IC221: Systems Programming (SP18)


Home Policy Calendar Units Assignments Resources

Lab 12: Socket Programming

Table of Contents

Preliminaries

Lab Setup

Run the following command

~aviv/bin/ic221-up

Change into the lab directory

cd ~/ic221/lab/12

All the material you need to complete the lab can be found in the lab directory. All material you will submit, you should place within the lab directory. Throughout this lab, we refer to the lab directory, which you should interpret as the above path.

Submission Folder

For this lab, all ubmission should be placed in the following folder:

~/ic221/lab/12

README

In the top level of the lab directory, you will find a README file. You must fill out the README file with your name and alpha. Please include a short summary of each of the tasks and any other information you want to provide to the instructor.

Test Script

You are provided a test script which prints pass/fail information for a set of tests for your programs. Note that passing all the tests does not mean you will receive a perfect score: other tests will be performed on your submission. To run the test script, execute test.sh from the lab directory.

./test.sh

You can comment out individual tests while working on different parts of the lab. Open up the test script and place comments at the bottom where appropriate.

mywget

In this part of the lab you will implement your own version of the wget Unix command line tool, which will download content from web pages. For example, if you want to download the webpage for this class, you might do something like this:

wget http://www.usna.edu/Users/cs/aviv/classes/ic221/s17/index.html

And this will download the HTML content at the domain www.usna.edu and retrieve the documenta t the path /Users/cs/aviv/classes/ic221/s17/index.html and save it at the file name index.html.

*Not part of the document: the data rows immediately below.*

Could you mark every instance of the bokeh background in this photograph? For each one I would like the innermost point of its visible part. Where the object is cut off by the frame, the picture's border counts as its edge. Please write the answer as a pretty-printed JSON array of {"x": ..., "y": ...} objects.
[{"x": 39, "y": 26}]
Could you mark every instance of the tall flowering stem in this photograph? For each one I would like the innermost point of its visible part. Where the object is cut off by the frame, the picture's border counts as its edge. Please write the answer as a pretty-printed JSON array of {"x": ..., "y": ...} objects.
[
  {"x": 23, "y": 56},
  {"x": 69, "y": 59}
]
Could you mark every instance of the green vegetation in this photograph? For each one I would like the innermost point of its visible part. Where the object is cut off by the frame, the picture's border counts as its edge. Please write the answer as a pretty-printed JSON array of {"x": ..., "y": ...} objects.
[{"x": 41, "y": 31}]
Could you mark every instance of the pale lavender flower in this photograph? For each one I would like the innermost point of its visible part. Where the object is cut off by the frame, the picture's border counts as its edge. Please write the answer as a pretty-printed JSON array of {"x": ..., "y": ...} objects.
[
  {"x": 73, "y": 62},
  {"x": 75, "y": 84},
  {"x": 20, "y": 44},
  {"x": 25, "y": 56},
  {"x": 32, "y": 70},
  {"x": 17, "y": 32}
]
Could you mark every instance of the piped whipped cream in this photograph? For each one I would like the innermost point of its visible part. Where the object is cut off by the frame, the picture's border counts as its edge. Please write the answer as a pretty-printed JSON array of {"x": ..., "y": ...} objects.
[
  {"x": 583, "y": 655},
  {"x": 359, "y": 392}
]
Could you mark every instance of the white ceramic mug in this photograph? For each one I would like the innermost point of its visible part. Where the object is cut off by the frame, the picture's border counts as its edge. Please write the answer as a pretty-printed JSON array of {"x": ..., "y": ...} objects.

To do all of that, you need to use sockets and know a bit about the HTTP. Let's start with the socket part, since that should be familiar from your experience with Java.

HTTP GET interface

The only part of the protocol for HTTP you will need to implement is the GET request. A GET request is simply:

GET path HTTP/1.1\r\n
Host: hostname\r\n
\r\n

The \r\n that end each line are actually part of the protocol and are escape sequences that need to be included. The basics of the request to the web server is indicate which of the hosts we are interested and what file we wish to retrieve.

HTTP/1.1 200 OK

Where the "HTTP/1.1" indicates the protocol and "200" is the code, which in this case is success.

For example, we can simulate such a request using netcat like the following:

aviv@csfaculty: mywget $ echo -e  "GET /~aviv/index.html HTTP/1.1\r\nHost: csmidn.academy.usna.edu\r\n\r\n"   | netcat csmidn.academy.usna.edu 80
HTTP/1.1 200 OK
Date: Wed, 18 Apr 2018 13:22:48 GMT
Server: Apache/2.4.18 (Ubuntu)
Last-Modified: Sun, 15 Apr 2018 21:56:16 GMT
ETag: "28-569ea2cb36e5d"
Accept-Ranges: bytes
Content-Length: 40
Content-Type: text/html

<html>
  <h1> You did it! </h1>
</html>

If you send a bad request, you'll get an error code, for example a malformatted request.

aviv@csfaculty: mywget $ echo -e  "GET /~aviv/index.html HTTP/1.1"   | netcat csmidn.academy.usna.edu 80
HTTP/1.1 400 Bad Request
Date: Wed, 18 Apr 2018 13:24:59 GMT
Server: Apache/2.4.18 (Ubuntu)
Content-Length: 315
Connection: close
Content-Type: text/html; charset=iso-8859-1

<!DOCTYPE HTML PUBLIC "-//IETF//DTD HTML 2.0//EN">
<html><head>
<title>400 Bad Request</title>
</head><body>
<h1>Bad Request</h1>
<p>Your browser sent a request that this server could not understand.<br />
</p>
<hr>
<address>Apache/2.4.18 (Ubuntu) Server at csmidn.academy.usna.edu Port 80</address>
</body></html>

Other codes exist for errors, such as:

const char ERROR_300[]="HTTP/1.1 300 Multiple Choices\n";
const char ERROR_301[]="HTTP/1.1 301 Moved Permanently\n";
const char ERROR_400[]="HTTP/1.1 400 Bad Request\n";
const char ERROR_403[]="HTTP/1.1 403 Forbidden\n";
const char ERROR_404[]="HTTP/1.1 404 Not Found\n";
const char ERROR_500[]="HTTP/1.1 500 Internal Server Error\n";

Based on a response, it is easy to check an error code knowing that that code number occurs 9 bytes into the response.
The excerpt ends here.